I, [2023-10-12T00:04:31.935954 #291009-46997840492960] INFO – : Cleanup of left over import jobs 2023-10-12 00:04:31 UTC finished.
I, [2023-10-12T00:04:31.936091 #291009-46997840492960] INFO – : Scheduler running…
I, [2023-10-12T00:04:31.962174 #291009-46997905439220] INFO – : execute Ticket.process_pending (try_count 0)…
I, [2023-10-12T00:04:31.971246 #291009-46997905439220] INFO – : ended Ticket.process_pending took: 0.023433465 seconds.
I, [2023-10-12T00:04:32.097855 #291118-47138006120060] INFO – : Started GET “/api/v1/monitoring/health_check?=1697067711728" for 91.182.234.172 at 2023-10-12 00:04:32 +0000
I, [2023-10-12T00:04:32.126517 #291118-47138006120060] INFO – : Processing by MonitoringController#health_check as JSON
I, [2023-10-12T00:04:32.126575 #291118-47138006120060] INFO – : Parameters: {"”=>“1697067711728”}
It seems that since 4:30 AM nothing happened in the system.

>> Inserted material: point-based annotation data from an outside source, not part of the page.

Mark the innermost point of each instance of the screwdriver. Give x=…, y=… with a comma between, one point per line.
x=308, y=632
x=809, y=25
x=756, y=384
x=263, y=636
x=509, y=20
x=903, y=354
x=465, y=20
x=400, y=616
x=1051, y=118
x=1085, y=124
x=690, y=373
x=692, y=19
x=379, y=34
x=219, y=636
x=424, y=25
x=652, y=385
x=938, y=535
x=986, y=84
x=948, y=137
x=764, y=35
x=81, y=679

I’m currently unable to help you in a proper time frame due to customer requests I am sorry.
If you need commercial grade support, you may want to consider a support contract for your process critical installation.
You should really be seeing lots of continuous activity in your production.log, as background jobs should be processed and lots of schedules run automatically. If they don’t, your background worker probably isn’t running, as MrGeneration stated earlier.
Maybe start by checking the status of individual Zammad components: systemctl status zammad*
And maybe check Apache or NginX as well, depending on what you’re running.
This is a (short) example of an active production.log:
root@zammad:~# tail -f /var/log/zammad/production.log
I, [2023-10-12T14:56:24.952606#14867-64680] INFO -- : ProcessScheduledJobs running...
I, [2023-10-12T14:56:24.954140#14867-64680] INFO -- : Running job thread for 'Generate 'Session' data.' (Sessions.jobs) status is: sleep
I, [2023-10-12T14:56:24.954337#14867-64680] INFO -- : Running job thread for 'Check channels.' (Channel.fetch) status is: sleep
I, [2023-10-12T14:56:24.954461#14867-64680] INFO -- : Running job thread for 'Check 'Channel' streams.' (Channel.stream) status is: sleep
I, [2023-10-12T14:56:24.954583#14867-64680] INFO -- : Running job thread for 'Process ticket escalations.' (Ticket.process_escalation) status is: sleep
I, [2023-10-12T14:56:24.954979#14867-64680] INFO -- : Running job thread for 'Execute planned jobs.' (Job.run) status is: sleep
If you’re not seeing any activity here, even when restarting Zammad, maybe check if your logging partition/disk isn’t full?
Check for errors up to the point things started going wrong, e.g: grep ERROR production.log or in one of the rotated logfiles. Maybe you’ll find clues.
Maybe also check your PostgreSQL logs for information. If you’re posting logs here for us to analyze, remember that they can contain sensitive information. Also please use the formatting tools to make it more readable (use preformatted text etc).
Thanks!
I have run systemctl status zammad* : Every things is green
I have also run status all related dependant services systemctl status elasticsearch postgresql redis, and everythings is green too.
We are using apache and it is working fine as we are logging succesfully to the interface.
Any other command to see where the system is blocked?